ISO 27001 SoA for NIS2 and DORA Readiness

It is 08:30 on a Monday, and Elena, the CISO of a fast-growing B2B FinTech SaaS provider, opens a board request marked urgent. The company has just achieved ISO/IEC 27001:2022 certification, but a major EU banking prospect is asking harder questions than the usual security questionnaire.

They are not asking only whether the company encrypts data, uses MFA, or has a penetration test report. They want to know whether the SaaS platform supports their DORA obligations, whether the provider could be in scope for NIS2 as an ICT service or digital infrastructure dependency, and whether the ISO 27001 Statement of Applicability can justify every included control, every excluded control, and every piece of evidence.

The board asks the question every CISO, compliance manager, and SaaS founder is hearing more often:

Can our ISO 27001 SoA prove NIS2 and DORA readiness?

Elena knows the wrong answer would be to launch three separate compliance programs, one for ISO 27001, one for NIS2, and one for DORA. That would create duplicated evidence, conflicting control owners, and a constant scramble before every customer assessment. The better answer is to use the existing ISMS as the operating system for compliance, with the Statement of Applicability, or SoA, as the master traceability document.

The SoA is not just a spreadsheet for ISO certification. In an EU cybersecurity and operational resilience environment, it is where an organization proves why controls exist, why exclusions are defensible, who owns each control, what evidence supports implementation, and how the control set addresses NIS2, DORA, GDPR, customer contracts, and internal risk treatment.
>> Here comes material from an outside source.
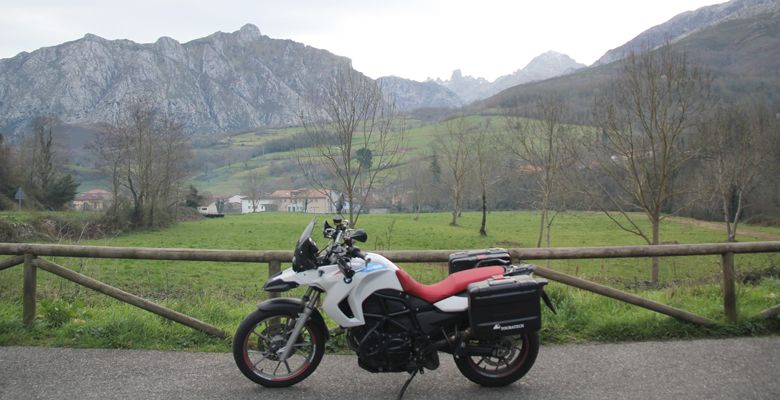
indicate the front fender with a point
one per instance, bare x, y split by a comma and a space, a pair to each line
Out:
295, 306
Clarysec’s Enterprise Information Security Policy Information Security Policy states:

The ISMS shall include defined scope boundaries, a risk assessment methodology, measurable objectives, and documented controls justified in the Statement of Applicability (SoA).
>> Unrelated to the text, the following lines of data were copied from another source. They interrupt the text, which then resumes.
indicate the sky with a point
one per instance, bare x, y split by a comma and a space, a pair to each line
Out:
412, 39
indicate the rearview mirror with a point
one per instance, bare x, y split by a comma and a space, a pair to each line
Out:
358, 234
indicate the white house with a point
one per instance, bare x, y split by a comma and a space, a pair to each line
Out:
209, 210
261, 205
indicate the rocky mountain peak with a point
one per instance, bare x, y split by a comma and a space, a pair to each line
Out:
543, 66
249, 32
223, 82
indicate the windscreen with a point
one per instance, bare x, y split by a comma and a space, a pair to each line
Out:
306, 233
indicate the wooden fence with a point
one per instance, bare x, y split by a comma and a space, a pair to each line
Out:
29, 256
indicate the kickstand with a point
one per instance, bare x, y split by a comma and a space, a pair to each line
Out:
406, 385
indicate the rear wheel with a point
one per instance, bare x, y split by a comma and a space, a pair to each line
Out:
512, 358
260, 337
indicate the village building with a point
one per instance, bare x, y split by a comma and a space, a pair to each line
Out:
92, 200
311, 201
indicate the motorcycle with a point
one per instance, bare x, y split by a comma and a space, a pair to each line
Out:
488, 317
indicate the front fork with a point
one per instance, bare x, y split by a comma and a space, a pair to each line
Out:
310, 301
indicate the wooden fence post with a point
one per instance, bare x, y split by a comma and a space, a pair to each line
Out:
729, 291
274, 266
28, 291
That requirement, from policy clause 6.1.2 in the Information Security Policy, is the foundation for an audit-ready approach. The SoA should become the bridge between obligations, risks, controls, evidence, and management decisions.

Why NIS2 and DORA changed what “applicable” means

A traditional ISO/IEC 27001:2022 SoA often starts with a simple question: “Which Annex A controls apply to our risk treatment plan?” That is still correct, but it is no longer enough for SaaS, cloud, managed service, fintech, financial technology, and critical supply chain providers.

NIS2 raises the baseline for cybersecurity risk management across essential and important entities in the EU. It covers sectors such as digital infrastructure, cloud computing service providers, data centre service providers, content delivery networks, managed service providers, managed security service providers, banking, and financial market infrastructures. Member States must identify essential and important entities and domain-name registration service providers, and many technology providers that previously treated cybersecurity regulation as a customer issue are now either directly in scope or exposed through contractual flow-down requirements.

NIS2 Article 21 requires appropriate and proportionate technical, operational, and organizational measures across risk analysis, security policies, incident handling, business continuity, supply chain security, secure acquisition and development, control effectiveness assessment, cyber hygiene, training, cryptography, HR security, access control, asset management, and authentication where appropriate. NIS2 Article 23 adds staged incident reporting expectations, including early warning, notification, updates, and final reporting for significant incidents.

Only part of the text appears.